Amazon illegally fired two employees who pushed for climate, labor action

An Amazon logo falls apart and catches fire.

Nearly a year ago, Amazon fired two employees who had criticized the company. The employees had publicly called on the company to do more to reduce its carbon footprint and had circulated a petition among Amazon employees supporting better compensation and support for warehouse workers. Now, the National Labor Relations Board, or NLRB, has found that Amazon acted illegally and in retaliation when it fired them, according to a report from The New York Times.

Emily Cunningham and Maren Costa were both designers at Amazon’s Seattle headquarters, and their tussles with management began in 2018 when they joined a group of employees who vocally backed shareholder petitions urging the company to do more to combat climate change. (The group had received Amazon stock as part of its compensation.)

They and a handful of other employees rallied others to the cause. On September 20, 2018, thousands of employees walked out in protest of the company’s climate policies. Lawyers told Cunningham, Costa, and others that in speaking out, they had violated company policies that restrict employees from talking about Amazon publicly. The group ultimately wrote an open letter, which was signed by more than 8,700 Amazon workers, to CEO Jeff Bezos and the board of directors.

A little over a year later, as the pandemic gained steam, Cunningham and Costa grew concerned about conditions in Amazon’s warehouses. There, workers whose jobs were strenuous under normal conditions were under greater stress due to the pandemic. Supply chains across the world had been snarled, and many people under lockdowns turned to Amazon. Order volumes surged, increasing workloads at the fulfillment centers. Warehouse workers’ status as “essential” kept them picking orders even after their colleagues had been diagnosed with COVID-19. In one warehouse in Minnesota, infection rates were four times higher than in the surrounding community.

Cunningham and Costa joined with other Amazon tech employees to circulate petitions internally that sought expanded hazard pay, sick leave, and childcare for warehouse employees. The group also planned a virtual event for warehouse and tech workers, allowing the latter to hear firsthand about the former’s working conditions.

Shortly thereafter, Amazon fired both Cunningham and Costa, claiming that they had been “repeatedly violating internal policies.” The two women filed complaints with the NLRB.
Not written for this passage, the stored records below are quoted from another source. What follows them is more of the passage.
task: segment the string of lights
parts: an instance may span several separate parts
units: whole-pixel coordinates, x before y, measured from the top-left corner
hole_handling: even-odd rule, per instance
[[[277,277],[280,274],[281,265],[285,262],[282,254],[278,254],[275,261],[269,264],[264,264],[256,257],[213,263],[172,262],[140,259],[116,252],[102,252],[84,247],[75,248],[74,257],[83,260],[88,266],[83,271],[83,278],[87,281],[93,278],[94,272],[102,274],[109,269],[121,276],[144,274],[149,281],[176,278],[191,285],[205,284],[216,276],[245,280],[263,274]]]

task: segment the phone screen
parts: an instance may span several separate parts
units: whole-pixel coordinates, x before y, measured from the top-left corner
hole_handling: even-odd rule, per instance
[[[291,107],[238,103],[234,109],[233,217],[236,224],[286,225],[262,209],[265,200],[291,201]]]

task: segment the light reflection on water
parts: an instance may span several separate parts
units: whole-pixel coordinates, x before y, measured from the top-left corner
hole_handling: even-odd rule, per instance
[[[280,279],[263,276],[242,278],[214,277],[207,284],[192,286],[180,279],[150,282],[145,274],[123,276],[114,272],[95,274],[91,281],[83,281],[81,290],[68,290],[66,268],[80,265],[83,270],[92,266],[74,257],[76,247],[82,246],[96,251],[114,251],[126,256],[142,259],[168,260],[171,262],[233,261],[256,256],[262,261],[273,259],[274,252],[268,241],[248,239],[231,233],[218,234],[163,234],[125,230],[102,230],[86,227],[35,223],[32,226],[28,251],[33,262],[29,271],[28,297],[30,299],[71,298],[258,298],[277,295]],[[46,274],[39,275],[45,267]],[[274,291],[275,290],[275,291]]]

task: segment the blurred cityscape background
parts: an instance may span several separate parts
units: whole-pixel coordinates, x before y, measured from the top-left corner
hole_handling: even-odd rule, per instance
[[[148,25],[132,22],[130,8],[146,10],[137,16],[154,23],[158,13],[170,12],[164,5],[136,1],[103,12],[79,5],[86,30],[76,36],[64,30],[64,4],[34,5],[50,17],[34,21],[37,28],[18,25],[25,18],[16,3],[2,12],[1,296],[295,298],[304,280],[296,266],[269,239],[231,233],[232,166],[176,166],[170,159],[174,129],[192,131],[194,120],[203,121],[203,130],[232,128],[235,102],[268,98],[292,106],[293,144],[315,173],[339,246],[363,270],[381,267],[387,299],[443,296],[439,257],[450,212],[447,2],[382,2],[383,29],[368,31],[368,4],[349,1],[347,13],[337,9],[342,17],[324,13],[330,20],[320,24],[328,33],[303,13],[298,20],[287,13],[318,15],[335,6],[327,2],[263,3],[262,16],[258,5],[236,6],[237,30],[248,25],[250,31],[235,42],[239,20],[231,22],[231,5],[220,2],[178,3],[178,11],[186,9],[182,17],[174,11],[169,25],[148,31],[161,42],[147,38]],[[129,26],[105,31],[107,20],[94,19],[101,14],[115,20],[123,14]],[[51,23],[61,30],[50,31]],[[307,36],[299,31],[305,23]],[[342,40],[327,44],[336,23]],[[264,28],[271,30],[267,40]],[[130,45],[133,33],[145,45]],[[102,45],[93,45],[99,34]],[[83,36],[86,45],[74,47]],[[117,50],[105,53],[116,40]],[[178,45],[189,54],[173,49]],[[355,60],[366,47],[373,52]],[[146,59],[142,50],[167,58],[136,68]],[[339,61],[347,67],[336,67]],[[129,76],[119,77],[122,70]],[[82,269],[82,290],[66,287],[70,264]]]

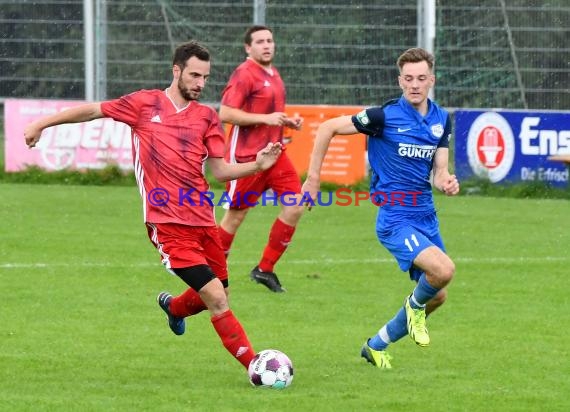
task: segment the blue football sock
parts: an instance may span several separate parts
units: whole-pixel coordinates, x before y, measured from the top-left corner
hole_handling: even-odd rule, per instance
[[[400,340],[407,334],[406,310],[401,308],[394,318],[368,340],[368,346],[374,350],[385,350],[390,343]]]
[[[406,309],[400,308],[396,316],[387,323],[388,336],[392,342],[396,342],[408,334],[408,327],[406,326]]]
[[[382,328],[385,328],[385,326]],[[380,337],[380,332],[368,339],[368,346],[374,350],[384,350],[388,347],[389,344],[390,342],[385,342],[384,339]]]
[[[431,298],[437,295],[440,289],[434,288],[430,285],[426,279],[426,274],[422,273],[418,284],[412,293],[410,298],[410,306],[414,309],[419,309],[425,307],[426,303],[429,302]]]

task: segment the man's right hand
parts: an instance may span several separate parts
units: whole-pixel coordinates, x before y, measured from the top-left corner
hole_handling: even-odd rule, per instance
[[[30,123],[24,129],[24,139],[26,139],[26,144],[31,149],[40,141],[42,137],[42,129],[38,128],[35,123]]]
[[[255,163],[259,170],[267,170],[273,166],[281,155],[282,150],[283,146],[281,143],[267,143],[267,146],[257,152],[255,158]]]
[[[303,183],[303,187],[301,187],[301,193],[306,198],[309,196],[313,201],[313,204],[317,201],[317,196],[319,195],[319,190],[321,188],[321,182],[319,179],[314,179],[311,177],[307,177],[305,183]],[[311,210],[312,206],[307,204],[307,209]]]
[[[301,126],[303,126],[303,118],[300,116],[287,117],[284,125],[290,129],[301,130]]]

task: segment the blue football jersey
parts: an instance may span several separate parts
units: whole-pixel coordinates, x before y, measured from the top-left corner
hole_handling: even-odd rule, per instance
[[[402,96],[361,111],[352,122],[369,136],[370,195],[382,214],[433,211],[430,174],[437,148],[449,147],[449,114],[428,100],[422,116]]]

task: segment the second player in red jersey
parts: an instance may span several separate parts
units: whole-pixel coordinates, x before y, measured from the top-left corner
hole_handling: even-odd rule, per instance
[[[285,113],[285,85],[273,66],[275,43],[271,29],[250,27],[244,36],[244,46],[247,59],[231,75],[220,105],[220,118],[232,125],[226,153],[230,163],[251,161],[259,148],[271,142],[283,143],[284,128],[299,129],[303,123],[302,118]],[[261,195],[268,189],[276,196],[292,193],[288,196],[296,200],[286,199],[289,205],[281,205],[262,257],[250,276],[273,292],[283,292],[274,266],[291,242],[304,210],[300,205],[301,182],[286,153],[269,170],[227,184],[232,202],[220,222],[220,238],[229,254],[237,230],[255,203],[251,193]],[[246,200],[240,197],[248,192]]]

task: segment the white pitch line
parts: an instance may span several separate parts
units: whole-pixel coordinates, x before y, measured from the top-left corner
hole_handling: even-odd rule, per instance
[[[568,262],[570,256],[520,256],[520,257],[452,257],[456,263],[465,264],[489,264],[489,263],[547,263],[547,262]],[[250,264],[251,261],[232,261],[230,265]],[[395,264],[393,258],[368,258],[368,259],[331,259],[317,258],[314,260],[297,259],[287,260],[286,265],[322,265],[322,264],[357,264],[357,263],[377,263],[377,264]],[[140,263],[108,263],[108,262],[60,262],[60,263],[0,263],[0,269],[33,269],[33,268],[51,268],[51,267],[160,267],[159,262],[140,262]]]

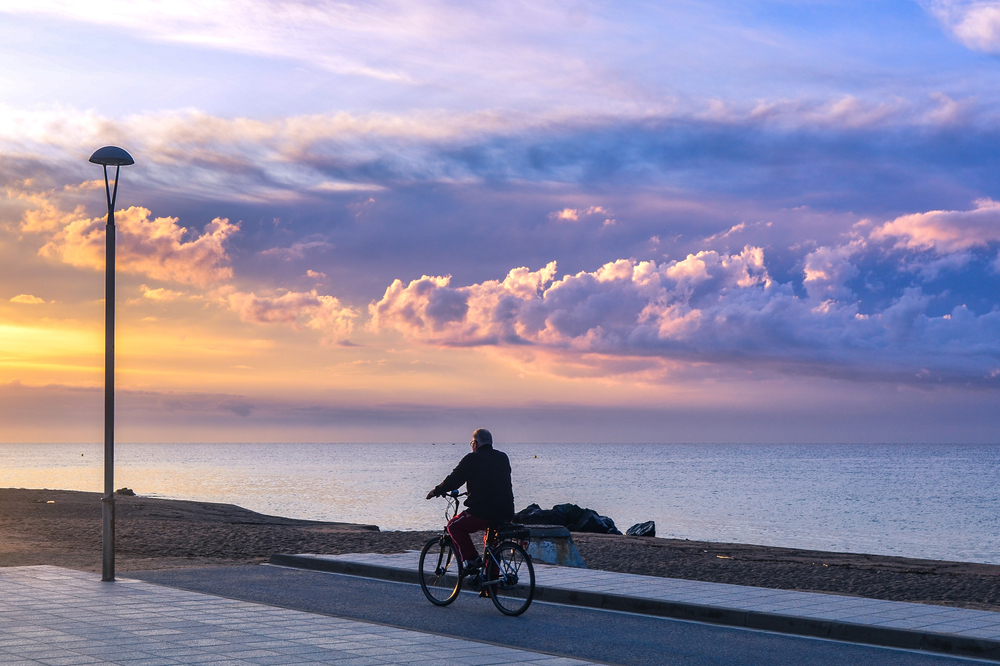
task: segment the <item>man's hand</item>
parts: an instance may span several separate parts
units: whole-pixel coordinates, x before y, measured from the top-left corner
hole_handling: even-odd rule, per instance
[[[437,488],[427,493],[427,499],[433,499],[438,496]]]

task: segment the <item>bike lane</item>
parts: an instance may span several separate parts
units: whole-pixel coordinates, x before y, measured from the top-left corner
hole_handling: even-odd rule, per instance
[[[274,566],[132,572],[150,582],[433,635],[605,664],[942,666],[969,660],[538,602],[520,617],[463,593],[431,605],[420,587]],[[443,662],[442,662],[443,663]]]

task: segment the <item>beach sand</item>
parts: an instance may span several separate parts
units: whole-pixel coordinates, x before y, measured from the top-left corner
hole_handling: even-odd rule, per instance
[[[101,570],[101,496],[0,489],[0,566]],[[433,532],[116,496],[116,570],[259,564],[272,553],[398,553]],[[745,544],[574,534],[592,569],[1000,611],[1000,566]]]

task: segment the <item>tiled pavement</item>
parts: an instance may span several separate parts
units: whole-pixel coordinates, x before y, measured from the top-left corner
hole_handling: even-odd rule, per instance
[[[285,558],[285,559],[281,559]],[[419,553],[274,556],[272,563],[393,580]],[[536,598],[1000,661],[1000,613],[535,565]]]
[[[0,568],[0,664],[589,662],[50,566]]]

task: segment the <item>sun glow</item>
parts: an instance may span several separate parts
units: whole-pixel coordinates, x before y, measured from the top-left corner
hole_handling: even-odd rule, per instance
[[[0,324],[0,373],[4,379],[44,381],[73,376],[98,378],[104,349],[93,327]]]

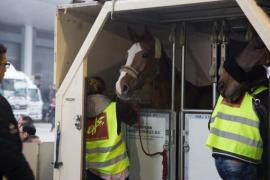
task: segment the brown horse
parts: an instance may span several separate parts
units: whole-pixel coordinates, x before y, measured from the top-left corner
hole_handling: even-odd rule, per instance
[[[162,49],[160,40],[154,37],[147,28],[139,37],[129,29],[129,35],[134,44],[128,50],[126,64],[120,69],[120,77],[116,83],[116,94],[120,99],[134,100],[146,97],[145,105],[151,108],[171,106],[172,65],[171,60]],[[176,71],[175,76],[175,110],[180,110],[181,78]],[[185,82],[185,108],[210,108],[211,88],[197,88]],[[144,100],[139,103],[144,104]]]

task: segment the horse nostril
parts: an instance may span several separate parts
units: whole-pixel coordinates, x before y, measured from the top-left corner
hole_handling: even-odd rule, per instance
[[[123,90],[122,90],[122,92],[123,92],[124,94],[127,94],[127,93],[128,93],[128,90],[129,90],[128,85],[124,84],[124,85],[123,85]]]
[[[222,93],[223,91],[224,91],[224,83],[223,82],[219,82],[218,83],[218,91],[220,92],[220,93]]]

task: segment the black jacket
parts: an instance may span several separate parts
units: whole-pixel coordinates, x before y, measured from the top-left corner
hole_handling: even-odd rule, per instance
[[[0,178],[34,180],[33,172],[22,154],[18,123],[8,101],[0,95]]]
[[[137,122],[138,115],[135,107],[127,102],[117,100],[116,101],[116,114],[117,114],[117,134],[121,132],[121,122],[134,125]]]
[[[256,99],[259,99],[259,103],[253,101],[253,107],[260,119],[260,133],[263,139],[263,155],[262,163],[259,165],[258,173],[259,176],[266,176],[266,172],[269,170],[269,133],[268,129],[268,119],[269,119],[269,90],[263,91],[262,93],[255,96]]]

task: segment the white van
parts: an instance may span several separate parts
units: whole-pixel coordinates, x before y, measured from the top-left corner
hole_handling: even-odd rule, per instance
[[[31,83],[27,85],[28,115],[33,120],[42,119],[43,100],[39,88]]]
[[[42,119],[43,101],[39,88],[12,65],[1,83],[1,93],[10,103],[17,119],[20,115],[28,115],[33,120]]]

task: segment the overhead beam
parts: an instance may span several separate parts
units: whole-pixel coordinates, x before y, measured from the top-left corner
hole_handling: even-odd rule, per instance
[[[114,11],[127,11],[127,10],[138,10],[138,9],[151,9],[151,8],[165,8],[174,6],[204,4],[204,3],[218,3],[224,0],[147,0],[147,1],[117,1],[113,4],[112,1],[107,1],[104,6],[108,6],[110,10]],[[112,7],[114,6],[114,7]]]

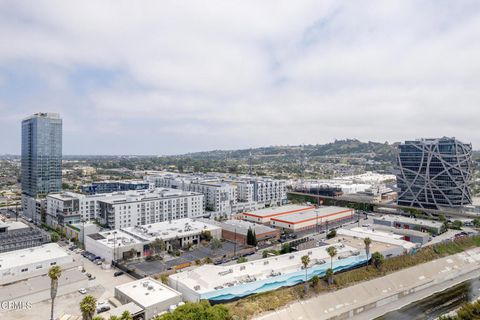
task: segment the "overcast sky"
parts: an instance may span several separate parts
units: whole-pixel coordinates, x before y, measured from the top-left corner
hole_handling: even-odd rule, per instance
[[[480,1],[2,1],[0,154],[455,136],[480,149]]]

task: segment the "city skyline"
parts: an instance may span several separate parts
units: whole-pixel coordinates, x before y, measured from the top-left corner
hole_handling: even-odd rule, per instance
[[[17,124],[39,111],[62,115],[65,154],[442,136],[475,148],[479,6],[4,2],[0,153],[20,153]]]

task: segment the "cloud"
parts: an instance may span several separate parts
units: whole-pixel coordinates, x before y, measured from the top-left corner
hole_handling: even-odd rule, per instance
[[[476,1],[4,1],[0,153],[39,110],[64,117],[65,153],[476,147],[479,37]]]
The NLRB recently told Amazon that if it did not settle the complaints with Cunningham and Costa, the agency would formally accuse the company of unfair labor practices. Such cases can result in settlements, injunctions, or remedial orders.

Increasing scrutiny

The NLRB determination has come at a time when Amazon is under increasing scrutiny for the way it deals with its employees—and for how it responds to such criticism. Amazon recently settled another NLRB complaint, this time with a warehouse worker who helped organize a walkout at a Queens, New York, fulfillment center. Jonathan Bailey, the worker, says he was falsely accused of harassment in a company bid to stifle his union-organizing activities. He continues to work at the same Amazon warehouse, and Amazon has had to post notices reminding employees of their right to organize.

Amazon has been aggressively defending its actions in the court of public opinion. Amazon PR’s Twitter account was recently filled with a number of tweets that were so confrontational that a security engineer at the company filed a support ticket because he thought the account had been hacked. One of those tweets questioned the veracity of reports saying that Amazon employees and contractors used bottles to relieve themselves while on the job. “You don’t really believe the peeing in bottles thing, do you?” the tweet said in reply to a message posted by Rep. Mark Pocan (D-WI). The company later posted an apology to the congressman. “The tweet was incorrect,” Amazon said.

Bailey’s, Cunningham’s, and Costa’s cases are just three of at least 37 NLRB complaints filed against Amazon since February 2020, according to an NBC News investigation, which points out that Walmart had only eight over the same time period.

Typically, NLRB complaints are handled at each of its 26 regional offices. But the sheer number filed against Amazon has the agency considering a national investigation into the company’s labor practices.